Kein Objekt ist präsenter in fast allen seinen Filmen als das Auto. Das Auto, könnte man sagen, ist das Pferd in Kiarostamis „Eastern“. Aber das stimmt nur in sofern, als es wie im Western den Reiter, so in diesen iranischen Filmen deren Fahrer in unwegsames Gelände bringt. Damit endet die Analogie zwischen amerikanischem Western und iranischem Road-Movie.

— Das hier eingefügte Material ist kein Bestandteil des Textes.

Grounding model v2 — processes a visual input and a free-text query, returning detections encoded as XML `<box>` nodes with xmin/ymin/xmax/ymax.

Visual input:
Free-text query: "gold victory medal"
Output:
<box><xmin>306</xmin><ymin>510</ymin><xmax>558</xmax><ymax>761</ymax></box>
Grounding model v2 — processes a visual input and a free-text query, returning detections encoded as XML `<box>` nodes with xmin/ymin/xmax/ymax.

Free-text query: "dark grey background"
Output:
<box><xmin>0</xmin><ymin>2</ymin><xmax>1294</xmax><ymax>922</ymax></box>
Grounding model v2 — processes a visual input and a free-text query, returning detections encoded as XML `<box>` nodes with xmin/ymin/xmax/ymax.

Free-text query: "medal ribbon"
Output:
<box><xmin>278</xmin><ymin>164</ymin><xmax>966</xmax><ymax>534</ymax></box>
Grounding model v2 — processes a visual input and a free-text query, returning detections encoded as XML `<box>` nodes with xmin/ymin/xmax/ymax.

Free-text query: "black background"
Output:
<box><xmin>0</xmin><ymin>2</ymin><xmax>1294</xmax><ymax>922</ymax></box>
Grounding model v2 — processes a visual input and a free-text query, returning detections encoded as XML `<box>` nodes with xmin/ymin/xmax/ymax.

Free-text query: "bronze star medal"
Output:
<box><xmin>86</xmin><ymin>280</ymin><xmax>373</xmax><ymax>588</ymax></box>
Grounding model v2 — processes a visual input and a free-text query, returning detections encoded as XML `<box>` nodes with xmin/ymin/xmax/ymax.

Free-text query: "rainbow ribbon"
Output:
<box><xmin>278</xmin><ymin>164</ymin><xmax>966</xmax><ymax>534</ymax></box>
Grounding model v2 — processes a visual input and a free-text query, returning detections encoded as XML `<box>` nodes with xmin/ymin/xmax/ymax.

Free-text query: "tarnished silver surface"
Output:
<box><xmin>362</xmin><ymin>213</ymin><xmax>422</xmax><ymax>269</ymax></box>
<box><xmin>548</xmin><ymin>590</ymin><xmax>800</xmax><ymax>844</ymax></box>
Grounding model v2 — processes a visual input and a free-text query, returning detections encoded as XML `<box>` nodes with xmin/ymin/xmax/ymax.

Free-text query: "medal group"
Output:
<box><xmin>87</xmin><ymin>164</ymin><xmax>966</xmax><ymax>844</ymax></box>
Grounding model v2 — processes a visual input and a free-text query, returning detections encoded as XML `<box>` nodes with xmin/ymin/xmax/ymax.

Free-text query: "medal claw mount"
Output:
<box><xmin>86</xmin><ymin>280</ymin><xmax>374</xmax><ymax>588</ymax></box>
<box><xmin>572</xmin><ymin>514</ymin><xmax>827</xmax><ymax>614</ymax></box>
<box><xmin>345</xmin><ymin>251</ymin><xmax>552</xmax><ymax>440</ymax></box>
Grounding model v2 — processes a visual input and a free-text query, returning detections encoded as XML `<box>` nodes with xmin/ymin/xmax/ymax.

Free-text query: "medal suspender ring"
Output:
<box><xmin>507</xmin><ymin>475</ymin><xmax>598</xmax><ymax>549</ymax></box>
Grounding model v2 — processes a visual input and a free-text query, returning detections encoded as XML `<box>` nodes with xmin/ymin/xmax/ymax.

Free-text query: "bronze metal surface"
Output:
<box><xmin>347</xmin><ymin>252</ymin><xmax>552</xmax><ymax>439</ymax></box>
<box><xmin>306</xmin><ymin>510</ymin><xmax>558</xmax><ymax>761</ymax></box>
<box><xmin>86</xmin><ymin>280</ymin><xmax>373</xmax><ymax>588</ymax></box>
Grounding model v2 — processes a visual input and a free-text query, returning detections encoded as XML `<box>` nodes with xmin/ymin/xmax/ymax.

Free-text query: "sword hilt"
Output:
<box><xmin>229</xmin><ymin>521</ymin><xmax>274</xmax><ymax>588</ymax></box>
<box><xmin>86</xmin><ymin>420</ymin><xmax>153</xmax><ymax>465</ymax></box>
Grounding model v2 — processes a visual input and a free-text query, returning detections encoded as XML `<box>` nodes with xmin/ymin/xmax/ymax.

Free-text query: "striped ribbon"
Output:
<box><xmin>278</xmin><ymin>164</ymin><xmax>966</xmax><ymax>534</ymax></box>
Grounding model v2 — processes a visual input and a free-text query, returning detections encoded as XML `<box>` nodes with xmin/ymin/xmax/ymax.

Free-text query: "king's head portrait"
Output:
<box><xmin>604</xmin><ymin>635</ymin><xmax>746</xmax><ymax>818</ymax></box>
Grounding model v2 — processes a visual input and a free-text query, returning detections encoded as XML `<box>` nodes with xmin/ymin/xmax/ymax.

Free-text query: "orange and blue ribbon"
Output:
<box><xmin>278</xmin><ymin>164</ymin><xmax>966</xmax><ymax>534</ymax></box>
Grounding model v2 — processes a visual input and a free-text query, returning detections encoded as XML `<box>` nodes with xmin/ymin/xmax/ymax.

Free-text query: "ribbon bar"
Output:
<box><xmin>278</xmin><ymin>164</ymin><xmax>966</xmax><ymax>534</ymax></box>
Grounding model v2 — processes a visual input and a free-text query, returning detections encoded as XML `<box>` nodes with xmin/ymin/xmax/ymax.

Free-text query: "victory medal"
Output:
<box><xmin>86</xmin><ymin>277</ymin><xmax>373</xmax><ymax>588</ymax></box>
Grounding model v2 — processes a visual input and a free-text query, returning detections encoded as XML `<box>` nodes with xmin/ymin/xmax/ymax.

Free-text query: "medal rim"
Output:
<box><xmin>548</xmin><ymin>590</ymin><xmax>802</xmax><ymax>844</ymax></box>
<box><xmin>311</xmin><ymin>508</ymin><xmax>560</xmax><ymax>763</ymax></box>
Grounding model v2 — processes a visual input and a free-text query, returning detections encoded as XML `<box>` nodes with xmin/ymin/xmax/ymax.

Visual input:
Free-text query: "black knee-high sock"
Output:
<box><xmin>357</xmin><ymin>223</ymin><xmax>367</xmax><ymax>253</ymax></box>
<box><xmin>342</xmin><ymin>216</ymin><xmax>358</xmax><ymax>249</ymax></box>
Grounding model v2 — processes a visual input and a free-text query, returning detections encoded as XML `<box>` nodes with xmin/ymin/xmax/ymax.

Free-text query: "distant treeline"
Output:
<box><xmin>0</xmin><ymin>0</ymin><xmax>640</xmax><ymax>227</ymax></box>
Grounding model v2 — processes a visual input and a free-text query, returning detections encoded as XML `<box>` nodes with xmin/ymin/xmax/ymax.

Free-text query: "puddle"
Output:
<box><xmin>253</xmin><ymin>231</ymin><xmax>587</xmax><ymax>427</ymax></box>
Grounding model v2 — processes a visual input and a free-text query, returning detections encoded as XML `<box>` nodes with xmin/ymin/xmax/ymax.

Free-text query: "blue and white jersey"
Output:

(Foto aus: Der Geschmack der Kirsche)

Denn das Auto ist ein Objekt der Moderne, Symbol der Mobilität, Motor einer existentiellen Unruhe, die alle, denen wir in Kiarostamis Filmen auf ihren Suchen und Reisen durch den Raum folgen, in Bewegung setzt. Mit diesem technischen Gehäuse, einer Monade mit Fenstern, aus denen die Kamera, wie bei keinem zweiten Filmregisseur, in subjektiver Perspektive auf die durchmessene Landschaft blickt, sammeln diese Filme ihre flüchtigen Wirklichkeitspartikel, akkumulieren sie ihre widersprüchlichen Ansichten und Aufsichten des alltäglichen Lebens.












(Foto aus Ten)

In seinem letzten bei uns gelaufenen Film „Ten“ hat Kiarostami die frühere Blickrichtung aus dem Auto auf die Welt umgekehrt. Das Auto wird zum Weltinnenraum, kaum dass man die Welt draußen auf den Straßen von Teheran noch wahrnimmt. Zwei starr fixierte Digitalkameras auf der Fahrerkonsole erlauben nur zwei unterschiedliche Einblicke in das Auto: auf die Fahrerin und den wechselnd besetzten Beifahrersitz. Nur mit diesen zwei amerikanischen Einstellungen, einem stehenden und fahrenden Auto, tagsüber und nachts, hat Kiarostami ein subtiles Kammerspiel in Schwarz und Weiß mit sechs Personen inszeniert – ein Kleines intimes Welttheater, das die ganze Skala dramatischer und lyrischer, tragischer und komischer Situationen durchläuft. In zehn durch Schwarzfilm getrennte Sequenzen offenbaren sich „women under influence“ in Gespräch und Schweigen, in Monologen und Dialogen, in Lachen und Weinen über Liebe, Ehe, Scheidung, Prostitution und Religion. Fast ein Teheraner „Reigen“ unter Frauen aus unterschiedlichen sozialen und kulturellen Milieus – würden diese weiblichen Selbstgespräche nicht von den wiederholten Auseinandersetzungen der emanzipierten Fahrerin mit ihrem Sohn konterkariert, diesem sozial verwilderten Kollateralschaden ihrer geschiedenen Ehe. Nur ein Close-Reading von „Ten“ erschließt die erzählerischen Strategien, die subversiven Relativierungen und die austarierten Ambiguitäten, die Kiarostami hier auf engstem Raum konzentriert und mit den subtilsten Mitteln der Montage seiner Bestandsaufnahme weiblichen Lebens im Teheran des Augenblicks eingesenkt hat. Das ist viel mehr und viel komplexer, als die vermeintlich rückhaltlose Sympathie, die der Regisseur angeblich der emanzipierten Hauptfigur zollt, wie unisono die deutschen Filmkritikerinnen befanden.
Das Poetische Kino Abbas Kiarostamis zahlt einen hohen Preis für die Freiheiten, die es sich nimmt und uns als Zuschauer lässt: den der Unschärfe. Kiarostami ist souverän (oder sollte ich sagen dekonstruktivistisch?) genug, jeder individuellen Erfahrung mit seinen Filmen ihr Recht und ihre Berechtigung zu attestieren – gegen seine eigenen verschwiegenen Intentionen. „Die Suche nach der Wahrheit des Lebens ist eine Reise in die Tiefe des Weltalls. Es gibt kein festes Ziel; es liegt immer ‚hinter den Hügeln’. Gleichzeitig ist der Weg zur Wahrheit schön, man fühlt sich gut, wenn man unterwegs ist“, hat er einmal gesagt. Erinnert das einen nicht an eine denkwürdige Parabel Lessings: „Wenn Gott in seiner Rechten alle Wahrheit und in seiner Linken den einzigen immer regen Trieb nach Wahrheit, obschon mit dem Zusatz, mich immer und ewig zu irren, verschlossen hielte und spräche zu mir: Wähle! Ich fiel ihm mit Demut in seine Linke und sagte: Vater, gib! Die reine Wahrheit ist ja doch nur für dich allein.“ Man fühlt sich gut, wenn man mit Abbas Kiarostami unterwegs zur Wahrheit ist.

Wolfram Schütte


Diese Laudatio wurde anlässlich der Verleihung des Konrad-Wolf-Preises an den iranischen Film-Regisseur in der Berliner Akademie der Künste gehalten. Im Suhrkamp-Verlag erscheint im September eine Sammlung von Gedichten Abbas Kiarostamis.